Pre-draft measurables
| Height | Weight | Arm length | Hand span | Wingspan | 40-yard dash | 10-yard split | 20-yard split | 20-yard shuttle | Three-cone drill | Vertical jump | Broad jump | Bench press |
| 6 ft 4+1⁄2 in (1.94 m) | 282 lb (128 kg) | 33+5⁄8 in (0.85 m) | 9+1⁄2 in (0.24 m) | 6 ft 9+5⁄8 in (2.07 m) | 5.20 s | 1.80 s | 2.95 s | 4.81 s | 7.46 s | 31.0 in (0.79 m) | 8 ft 11 in (2.72 m) | 22 reps |
All values from Pro Day

===Chicago Bears===
Harris signed with the Chicago Bears as an undrafted free agent on May 3, 2019. He was waived on August 31, 2019, during final roster cuts but was re-signed to the Bears' practice squad the following day. Harris was promoted to the Bears active roster on September 28, 2019. Harris made his NFL debut on September 29, 2019, against the Minnesota Vikings. He was waived on October 22.

===Denver Broncos===
On October 23, 2019, Harris was claimed off waivers by the Denver Broncos. He was waived with a non-football illness designation on August 12, 2020, and reverted to the team's reserve/non-football illness list after clearing waivers the next day.

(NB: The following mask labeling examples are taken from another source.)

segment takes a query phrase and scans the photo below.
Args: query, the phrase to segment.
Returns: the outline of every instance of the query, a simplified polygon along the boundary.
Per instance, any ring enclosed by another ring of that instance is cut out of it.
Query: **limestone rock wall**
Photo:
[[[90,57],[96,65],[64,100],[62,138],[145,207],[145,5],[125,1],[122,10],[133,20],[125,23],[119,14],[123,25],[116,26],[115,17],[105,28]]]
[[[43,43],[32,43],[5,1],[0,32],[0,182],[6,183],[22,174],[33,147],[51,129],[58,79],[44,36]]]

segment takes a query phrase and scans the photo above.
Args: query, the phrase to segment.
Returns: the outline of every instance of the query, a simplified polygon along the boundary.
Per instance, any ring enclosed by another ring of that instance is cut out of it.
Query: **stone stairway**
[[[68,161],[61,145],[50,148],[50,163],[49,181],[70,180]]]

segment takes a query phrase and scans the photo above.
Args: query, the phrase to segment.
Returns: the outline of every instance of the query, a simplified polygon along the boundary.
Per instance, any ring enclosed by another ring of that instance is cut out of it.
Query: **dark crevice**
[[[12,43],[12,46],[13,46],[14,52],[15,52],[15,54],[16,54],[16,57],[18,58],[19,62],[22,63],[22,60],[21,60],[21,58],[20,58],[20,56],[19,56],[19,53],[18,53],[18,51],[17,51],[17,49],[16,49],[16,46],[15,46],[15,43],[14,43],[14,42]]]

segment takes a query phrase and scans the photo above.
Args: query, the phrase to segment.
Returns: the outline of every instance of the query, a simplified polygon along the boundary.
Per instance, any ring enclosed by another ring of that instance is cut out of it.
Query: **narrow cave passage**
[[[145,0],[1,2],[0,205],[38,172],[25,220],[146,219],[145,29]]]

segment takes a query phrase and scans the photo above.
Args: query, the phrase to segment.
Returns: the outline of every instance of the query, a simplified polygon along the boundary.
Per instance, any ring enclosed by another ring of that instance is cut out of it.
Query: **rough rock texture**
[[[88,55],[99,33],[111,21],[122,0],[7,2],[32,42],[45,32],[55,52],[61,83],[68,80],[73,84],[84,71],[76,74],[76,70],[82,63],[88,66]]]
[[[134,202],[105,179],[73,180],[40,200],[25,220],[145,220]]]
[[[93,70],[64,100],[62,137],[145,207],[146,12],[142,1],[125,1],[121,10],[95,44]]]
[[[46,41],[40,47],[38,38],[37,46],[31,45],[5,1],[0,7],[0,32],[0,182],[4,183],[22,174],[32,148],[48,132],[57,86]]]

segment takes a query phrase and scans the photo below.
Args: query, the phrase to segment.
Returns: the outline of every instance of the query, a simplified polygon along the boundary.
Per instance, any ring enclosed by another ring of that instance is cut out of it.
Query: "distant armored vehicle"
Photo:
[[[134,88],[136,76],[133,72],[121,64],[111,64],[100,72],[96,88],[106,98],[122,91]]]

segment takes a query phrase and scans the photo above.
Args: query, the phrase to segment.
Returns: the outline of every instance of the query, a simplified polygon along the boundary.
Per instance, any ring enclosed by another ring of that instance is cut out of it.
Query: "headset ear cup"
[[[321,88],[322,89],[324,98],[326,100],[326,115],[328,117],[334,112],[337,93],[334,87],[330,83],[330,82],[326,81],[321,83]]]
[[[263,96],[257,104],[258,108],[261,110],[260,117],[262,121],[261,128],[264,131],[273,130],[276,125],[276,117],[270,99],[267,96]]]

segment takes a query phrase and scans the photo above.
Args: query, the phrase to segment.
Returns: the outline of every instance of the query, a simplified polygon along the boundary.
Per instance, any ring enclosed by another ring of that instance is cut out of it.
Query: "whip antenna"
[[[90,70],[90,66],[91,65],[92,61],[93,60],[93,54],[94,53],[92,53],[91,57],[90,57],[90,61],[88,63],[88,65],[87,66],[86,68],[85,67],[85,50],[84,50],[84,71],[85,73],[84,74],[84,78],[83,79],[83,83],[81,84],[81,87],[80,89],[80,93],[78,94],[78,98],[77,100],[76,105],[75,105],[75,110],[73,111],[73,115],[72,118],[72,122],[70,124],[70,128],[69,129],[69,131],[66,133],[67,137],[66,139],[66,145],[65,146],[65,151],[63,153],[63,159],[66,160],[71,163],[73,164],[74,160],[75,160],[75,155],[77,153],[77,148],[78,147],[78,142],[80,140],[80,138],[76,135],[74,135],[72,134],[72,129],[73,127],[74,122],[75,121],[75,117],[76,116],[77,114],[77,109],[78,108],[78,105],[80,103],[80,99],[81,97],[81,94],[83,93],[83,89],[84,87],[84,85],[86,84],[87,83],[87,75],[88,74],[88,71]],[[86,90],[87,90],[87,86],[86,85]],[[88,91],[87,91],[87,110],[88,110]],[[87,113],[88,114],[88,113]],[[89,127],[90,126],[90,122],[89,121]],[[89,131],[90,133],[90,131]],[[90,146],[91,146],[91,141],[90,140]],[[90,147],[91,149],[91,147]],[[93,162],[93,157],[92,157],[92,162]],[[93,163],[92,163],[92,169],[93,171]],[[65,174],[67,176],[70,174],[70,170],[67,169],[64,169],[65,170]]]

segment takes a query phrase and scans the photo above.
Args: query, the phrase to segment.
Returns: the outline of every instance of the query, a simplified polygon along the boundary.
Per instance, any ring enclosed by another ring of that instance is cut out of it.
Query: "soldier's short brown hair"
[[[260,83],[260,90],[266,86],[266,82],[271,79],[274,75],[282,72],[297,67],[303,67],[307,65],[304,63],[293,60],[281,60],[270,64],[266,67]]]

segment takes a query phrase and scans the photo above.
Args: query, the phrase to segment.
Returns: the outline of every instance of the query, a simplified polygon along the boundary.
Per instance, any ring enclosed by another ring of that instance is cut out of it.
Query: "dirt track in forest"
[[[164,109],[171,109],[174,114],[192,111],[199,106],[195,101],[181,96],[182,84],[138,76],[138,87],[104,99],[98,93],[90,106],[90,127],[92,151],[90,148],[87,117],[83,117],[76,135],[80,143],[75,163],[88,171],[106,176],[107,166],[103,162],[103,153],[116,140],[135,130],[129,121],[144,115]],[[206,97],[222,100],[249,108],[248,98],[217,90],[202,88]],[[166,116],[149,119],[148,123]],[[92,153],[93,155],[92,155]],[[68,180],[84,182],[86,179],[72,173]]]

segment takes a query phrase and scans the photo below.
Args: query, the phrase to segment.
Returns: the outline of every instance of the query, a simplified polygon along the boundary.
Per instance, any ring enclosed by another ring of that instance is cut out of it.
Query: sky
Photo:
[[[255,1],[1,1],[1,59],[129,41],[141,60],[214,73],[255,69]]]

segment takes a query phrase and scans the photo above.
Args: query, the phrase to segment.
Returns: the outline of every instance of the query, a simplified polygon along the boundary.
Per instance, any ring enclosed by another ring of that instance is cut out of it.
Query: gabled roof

On September 1, 2021, Harris was waived by the Broncos and re-signed to the practice squad. He was promoted to the active roster on January 3, 2022.

On August 30, 2022, Harris was waived by the Broncos and signed to the practice squad the next day. He was promoted to the active roster on November 15.

===Miami Dolphins===
On March 18, 2024, Harris signed a one-year contract with the Miami Dolphins He was released on August 28, and re-signed to the practice squad.

===Carolina Panthers===
On October 22, 2024, Harris was signed by the Carolina Panthers off the Dolphins practice squad. He was waived on December 23.

===Minnesota Vikings===
On December 26, 2024, Harris was signed to the Minnesota Vikings practice squad. He signed a reserve/future contract on January 16, 2025.

On August 26, 2025, Harris was released by the Vikings as part of final roster cuts. He was signed to the practice squad the next day and he spent the whole season there.

On August 24, 2026, Harris re-signed with the Vikings. On August 30, he was released by the Vikings as part of the final roster cuts. On September 23, Harris was signed to the Vikings practice squad.